On December 20, 2018, two of the Company’s subsidiaries entered into a definitive Agreement and Plan of Merger (the “Merger Agreement”) with the parent of Caraustar Industries, Inc. (“Caraustar”) pursuant to which, the Company is to acquire Caraustar for a purchase price of $1.8 billion, subject to certain adjustments (the “Acquisition”). The Acquisition is expected to be financed with a combination of existing cash, term and revolving loans and senior unsecured notes, as further described below. The Acquisition is subject to the satisfaction or waiver of certain conditions, including, among other things, the expiration or early termination of the waiting period under the Hart-Scott-Rodino Antitrust Improvements Act of 1976, as amended, and approval of the stockholders of Caraustar’s parent. The majority stockholder of Caraustar’s parent has executed and delivered a written consent to the Company evidencing its approval of the Merger Agreement. The Merger Agreement may be terminated, and the merger may be abandoned at any time prior to the closing, as follows: (i) by mutual written agreement of the Company and Caraustar’s parent; (ii) by either the Company or Caraustar’s parent if the closing has not occurred on or before May 20, 2019 (subject to automatic extensions up to September 20, 2019, subject to terms and conditions of the Merger Agreement); (iii) by the Company in connection with certain breaches by Caraustar’s parent of its representations, warranties or covenants, subject to a cure period; and (iv) by Caraustar’s parent in connection with certain breaches by the Company of its representations, warranties or covenants, subject to a cure period. The Acquisition is expected to close during the first quarter of calendar year 2019, subject to customary closing conditions.

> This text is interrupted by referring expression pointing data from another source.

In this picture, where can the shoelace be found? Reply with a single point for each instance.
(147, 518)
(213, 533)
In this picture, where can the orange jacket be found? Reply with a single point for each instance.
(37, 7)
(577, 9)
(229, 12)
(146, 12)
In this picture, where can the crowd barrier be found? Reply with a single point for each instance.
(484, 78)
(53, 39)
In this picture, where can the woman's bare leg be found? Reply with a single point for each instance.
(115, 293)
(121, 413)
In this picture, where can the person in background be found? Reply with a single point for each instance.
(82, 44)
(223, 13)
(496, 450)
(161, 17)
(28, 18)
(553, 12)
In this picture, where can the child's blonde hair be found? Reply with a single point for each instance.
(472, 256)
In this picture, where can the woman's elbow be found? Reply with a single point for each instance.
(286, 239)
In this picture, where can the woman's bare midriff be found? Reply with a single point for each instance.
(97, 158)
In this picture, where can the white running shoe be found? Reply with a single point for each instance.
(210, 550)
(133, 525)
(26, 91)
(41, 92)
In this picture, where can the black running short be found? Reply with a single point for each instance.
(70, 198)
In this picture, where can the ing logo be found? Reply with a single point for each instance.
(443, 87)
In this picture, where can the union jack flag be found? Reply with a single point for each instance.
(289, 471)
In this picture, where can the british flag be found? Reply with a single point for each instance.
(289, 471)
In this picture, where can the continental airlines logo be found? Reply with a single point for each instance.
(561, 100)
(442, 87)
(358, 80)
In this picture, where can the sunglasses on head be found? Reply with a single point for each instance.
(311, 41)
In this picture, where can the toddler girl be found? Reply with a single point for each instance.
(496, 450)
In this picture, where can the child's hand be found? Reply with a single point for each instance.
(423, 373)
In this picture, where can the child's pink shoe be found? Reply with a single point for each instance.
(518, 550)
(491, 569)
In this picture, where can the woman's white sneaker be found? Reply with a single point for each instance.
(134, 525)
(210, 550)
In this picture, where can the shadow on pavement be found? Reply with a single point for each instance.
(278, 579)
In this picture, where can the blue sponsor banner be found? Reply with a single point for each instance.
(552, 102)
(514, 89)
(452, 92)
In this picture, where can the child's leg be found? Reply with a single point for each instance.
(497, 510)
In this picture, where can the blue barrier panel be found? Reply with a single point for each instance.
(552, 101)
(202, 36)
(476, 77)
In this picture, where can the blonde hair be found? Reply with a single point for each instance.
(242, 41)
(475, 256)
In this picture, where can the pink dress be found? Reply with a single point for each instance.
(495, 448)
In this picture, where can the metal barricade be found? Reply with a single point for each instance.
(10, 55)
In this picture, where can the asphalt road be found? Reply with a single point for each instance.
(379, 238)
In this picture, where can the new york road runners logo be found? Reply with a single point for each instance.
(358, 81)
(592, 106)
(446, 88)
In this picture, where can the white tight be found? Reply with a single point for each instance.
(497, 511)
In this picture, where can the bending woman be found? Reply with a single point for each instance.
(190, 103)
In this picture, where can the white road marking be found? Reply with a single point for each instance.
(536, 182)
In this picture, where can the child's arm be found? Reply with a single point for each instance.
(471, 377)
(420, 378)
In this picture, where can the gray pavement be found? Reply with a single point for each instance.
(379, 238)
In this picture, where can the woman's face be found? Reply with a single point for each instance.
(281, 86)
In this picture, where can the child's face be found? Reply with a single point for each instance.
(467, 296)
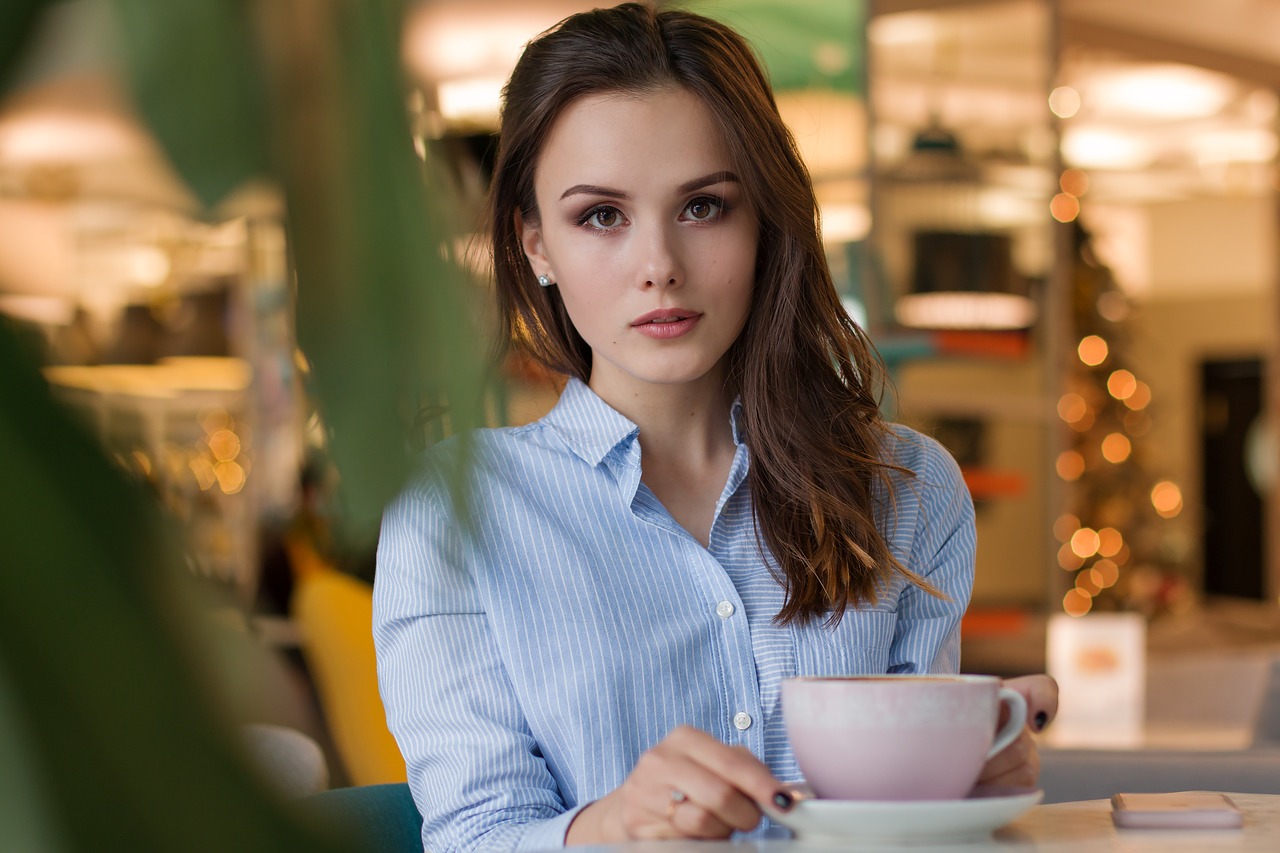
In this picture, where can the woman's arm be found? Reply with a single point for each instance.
(936, 509)
(474, 766)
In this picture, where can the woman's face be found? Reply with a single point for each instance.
(648, 235)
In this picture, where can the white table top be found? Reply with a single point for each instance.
(1061, 828)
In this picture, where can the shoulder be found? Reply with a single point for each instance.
(928, 461)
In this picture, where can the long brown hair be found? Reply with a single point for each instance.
(809, 379)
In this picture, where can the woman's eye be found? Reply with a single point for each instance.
(603, 217)
(704, 209)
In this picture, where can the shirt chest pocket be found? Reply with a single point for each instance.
(858, 646)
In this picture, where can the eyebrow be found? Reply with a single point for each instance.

In connection with entering into the Merger Agreement, on December 20, 2018, the Company entered into a commitment letter (the “Commitment Letter”) with a syndicate of financial institutions (the “Commitment Parties”) to provide the following credit facilities to the Company (the “Credit Facilities”): (i) a new $1,200.0 million senior secured term loan facility; (ii) a new senior secured backstop credit facility to replace the Company’s existing 2017 Credit Agreement; and (iii) a $700.0 million million senior unsecured bridge facility to be available in the event that the Company’s planned issuance of $700.0 million of senior unsecured notes (the “New Senior Notes”) has not been completed prior to closing of the Acquisition. The commitment to provide the Facilities is subject to the consummation of the acquisition and certain other customary conditions as more fully set forth in the Commitment Letter.
The Company will utilize proceeds of $1,200.0 million from the new senior secured term loan facility, $700.0 million from the new senior unsecured notes, and $199.0 million provided by the new senior secured backstop credit facility to fund the $1.8 billion purchase price, to redeem the Company’s $250.0 million Senior Notes due 2019 including a make whole premium, and for the payment of fees and expenses incurred in connection with the Acquisition.